POSSIBILE SOFT LANDING NEGLI USA
A beneficio del reddito fisso, da ottobre sono stati annunciati dati sull’inflazione e sul mercato del lavoro statunitense sempre più incoraggianti. Inoltre, mentre la Fed è più fiduciosa che negli Stati Uniti si possa verificare un soft landing, l’Eurozona, la Cina e il Regno Unito hanno sperimentato dinamiche economiche meno positive: la riduzione dell’inflazione, una crescita contenuta e indicatori previsionali poco incoraggianti nella seconda metà dell’anno. Fattori che, tendenzialmente, tendono a favorire il mercato obbligazionario.
RAGGIUNTO IL PICCO DEI TASSI
Da notare, secondo Gregory, che oltre alle dichiarazioni più dovish della Fed a dicembre, la Bank of England e la Bce (anche nel meeting del 25 gennaio scorso) hanno mantenuto i tassi fermi: l’impressione è che abbiano raggiunto il picco di questo ciclo, sebbene non lo abbiano dichiarato esplicitamente come la banca centrale statunitense. Detto questo, le valutazioni (e i prezzi) di mercato potrebbero anticipare le tempistiche previste.

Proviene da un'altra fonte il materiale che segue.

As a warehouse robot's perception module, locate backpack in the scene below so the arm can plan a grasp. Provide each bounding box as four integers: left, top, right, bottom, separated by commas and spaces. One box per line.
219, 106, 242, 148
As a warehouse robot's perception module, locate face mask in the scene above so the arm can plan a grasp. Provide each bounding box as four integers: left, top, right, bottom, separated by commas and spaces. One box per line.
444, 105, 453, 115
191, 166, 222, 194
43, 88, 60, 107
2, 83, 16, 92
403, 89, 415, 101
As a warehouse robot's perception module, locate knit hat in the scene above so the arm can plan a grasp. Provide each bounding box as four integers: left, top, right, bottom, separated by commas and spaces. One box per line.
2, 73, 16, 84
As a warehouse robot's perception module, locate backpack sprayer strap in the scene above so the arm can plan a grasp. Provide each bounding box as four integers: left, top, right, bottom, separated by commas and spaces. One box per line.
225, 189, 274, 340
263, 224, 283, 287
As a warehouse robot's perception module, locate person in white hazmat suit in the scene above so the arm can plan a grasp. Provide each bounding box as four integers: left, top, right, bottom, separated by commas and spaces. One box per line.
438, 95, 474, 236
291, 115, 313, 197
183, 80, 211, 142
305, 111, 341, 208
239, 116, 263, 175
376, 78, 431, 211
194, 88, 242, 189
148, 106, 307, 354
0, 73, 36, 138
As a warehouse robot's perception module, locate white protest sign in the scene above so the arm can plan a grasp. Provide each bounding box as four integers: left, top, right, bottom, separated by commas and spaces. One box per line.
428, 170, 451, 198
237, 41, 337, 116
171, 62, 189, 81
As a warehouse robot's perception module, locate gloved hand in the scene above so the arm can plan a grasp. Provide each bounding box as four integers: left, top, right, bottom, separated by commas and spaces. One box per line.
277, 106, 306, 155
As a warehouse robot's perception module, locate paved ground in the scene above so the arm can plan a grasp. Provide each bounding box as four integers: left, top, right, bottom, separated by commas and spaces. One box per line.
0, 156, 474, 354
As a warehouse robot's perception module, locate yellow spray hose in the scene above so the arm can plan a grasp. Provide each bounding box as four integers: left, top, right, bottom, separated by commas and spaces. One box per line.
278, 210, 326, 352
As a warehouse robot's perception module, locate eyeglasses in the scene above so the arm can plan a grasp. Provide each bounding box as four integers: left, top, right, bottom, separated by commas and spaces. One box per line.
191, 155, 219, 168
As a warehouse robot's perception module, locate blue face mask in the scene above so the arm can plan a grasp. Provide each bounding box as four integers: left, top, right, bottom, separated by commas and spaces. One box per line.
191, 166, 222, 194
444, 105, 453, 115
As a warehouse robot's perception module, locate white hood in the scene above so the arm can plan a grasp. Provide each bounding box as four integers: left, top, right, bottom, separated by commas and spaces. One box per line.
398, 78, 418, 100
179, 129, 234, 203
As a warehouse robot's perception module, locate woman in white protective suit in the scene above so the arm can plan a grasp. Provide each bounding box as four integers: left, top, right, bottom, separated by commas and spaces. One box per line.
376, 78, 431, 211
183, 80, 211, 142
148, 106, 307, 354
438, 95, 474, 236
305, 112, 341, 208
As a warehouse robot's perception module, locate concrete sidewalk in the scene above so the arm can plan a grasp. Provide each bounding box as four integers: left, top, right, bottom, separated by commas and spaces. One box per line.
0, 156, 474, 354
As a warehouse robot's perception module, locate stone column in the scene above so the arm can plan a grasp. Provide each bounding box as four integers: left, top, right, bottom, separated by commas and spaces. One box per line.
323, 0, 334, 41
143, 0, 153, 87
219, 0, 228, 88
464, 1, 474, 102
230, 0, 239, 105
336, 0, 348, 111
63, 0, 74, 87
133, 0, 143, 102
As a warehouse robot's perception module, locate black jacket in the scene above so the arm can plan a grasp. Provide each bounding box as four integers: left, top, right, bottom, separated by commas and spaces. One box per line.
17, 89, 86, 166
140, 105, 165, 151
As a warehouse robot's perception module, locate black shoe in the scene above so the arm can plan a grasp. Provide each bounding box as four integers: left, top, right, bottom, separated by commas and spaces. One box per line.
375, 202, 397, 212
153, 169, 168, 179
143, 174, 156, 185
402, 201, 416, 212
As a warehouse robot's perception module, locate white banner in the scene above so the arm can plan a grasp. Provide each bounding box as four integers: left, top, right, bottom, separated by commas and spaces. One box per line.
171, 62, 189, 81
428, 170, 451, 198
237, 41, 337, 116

COSA INCORPORANO LE VALUTAZIONI DI MERCATO
“Al momento, le valutazioni di mercato incorporano un taglio dei tassi di circa l’1% da parte di Fed e Bce entro l’estate (e di circa 50 punti base per la Bank of England) e di un ulteriore 0,5% entro la fine dell’anno da parte della Fed. Una previsione più ottimistica rispetto alla posizione della Fed che contempla tagli dei tassi nel corso dell'anno pari a circa lo 0,75%”, spiega l‘head of UK fixed income di UBS AM che inoltre ricorda come i rendimenti dei governativi decennali Usa, UK e della zona euro siano inferiori dell'1% o più, rispetto ai picchi registrati alla fine dello scorso anno.
"PERCHE’ ABBIAMO RIDOTTO LA DURATION"
“Proprio questo recente rafforzamento delle quotazioni dei bond ci ha indotto, nell’ambito delle nostre strategie globali, a ridurre la duration. Anche perché riteniamo improbabile che il ritmo del rally della fine dell'anno scorso possa proseguire in questo inizio d’anno mentre l'economia statunitense sta ancora performando meglio del previsto”, argomenta Jonathan Gregory.
COSA PUO’ METTERE PRESSIONE ALLA BCE
Il manager propende nelle strategie globali per un’esposizione lunga, ma meno rispetto alla fine del 2023, nell’ambito dei titoli di Stato statunitensi ed europei. “I recenti dati sull’inflazione sono in linea con gli obiettivi delle banche centrali e quindi, allo stato attuale, la prospettiva di un taglio dei tassi di interesse sembra di gran lunga superiore a quella di un rialzo, anche se non tanto quanto prezzato dal mercato” puntualizza l‘head of UK fixed income di UBS AM che non esclude che l’Eurozona possa già essere in recessione, mentre il consensus indica una crescita di appena lo 0,5% per il 2024: uno scenario che potrebbe mettere pressione alla Bce per tagliare prima e di più rispetto alla Fed.